I hadn't played baseball in an unbearably long time. I used to play every year along with my other pals. Prior to every game, the opposing team captains conducted drafts. It worked out for the most part since there were never more than fifty players in the draft, meaning that each team in just about every game was fully loaded prior to first pitch.
Everyone in the Turbo League got to play in six games every weekend... except for one.
The Zenith Storm had a long history of futility spanning more than fifty years. Admittedly, they were never the most fun to watch. And yet despite their futility, their fanbase was loyal as hell. I don't think any other fanbase was willing to pay so much to watch their team lose every season. Sure, they made the playoffs every so often, but they were often stopped early. The only time they had made the championship round was forty-two years ago... which ended in them getting crushed 19 runs to none. Many of the fans had been dwelling on that fateful playoff run, hoping for something to hope for.
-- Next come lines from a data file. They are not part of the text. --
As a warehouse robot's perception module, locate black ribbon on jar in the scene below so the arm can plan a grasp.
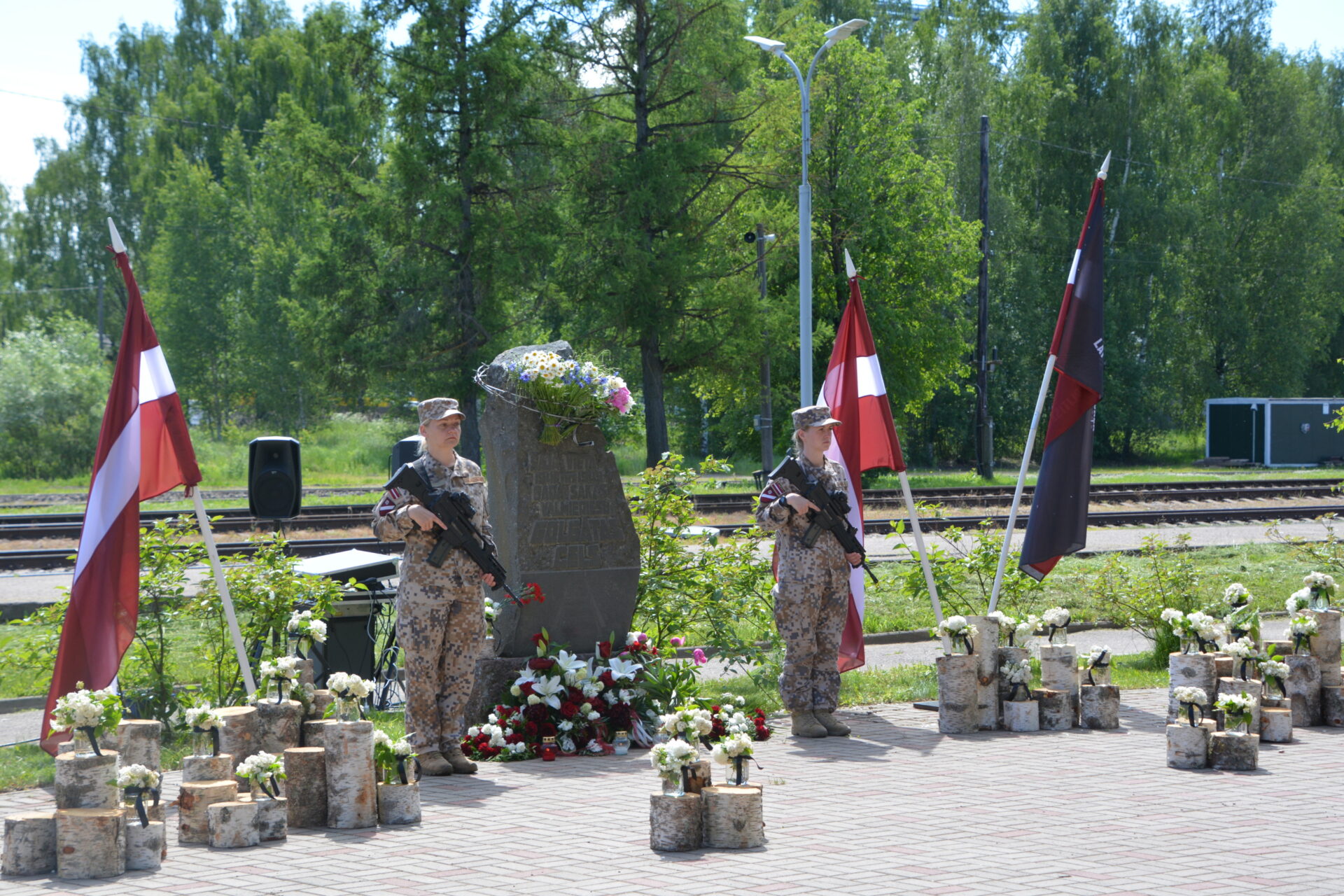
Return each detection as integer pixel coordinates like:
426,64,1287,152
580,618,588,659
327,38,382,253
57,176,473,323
1182,703,1204,728
1087,650,1110,685
79,725,102,756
Over the years that followed since I retired from baseball, the squad consisted mainly of a band of misfits. Often they were rejected by other squads in the league, known for committing costly errors, or just plain being bad ball players. But they had Zenith the Hedgehog — perhaps the greatest pitcher ever to step on a pitcher's mound, notching more than 10,000 strikeouts in a career that lasted fifty-one seasons. He loved baseball that much, he just couldn't give it up. There was something about the sport that drove him to keep playing. Maybe it was the fact that he'd never won a championship, which, after all these years, you'd think he'd have achieved by now. But, nope. He'd done everything but.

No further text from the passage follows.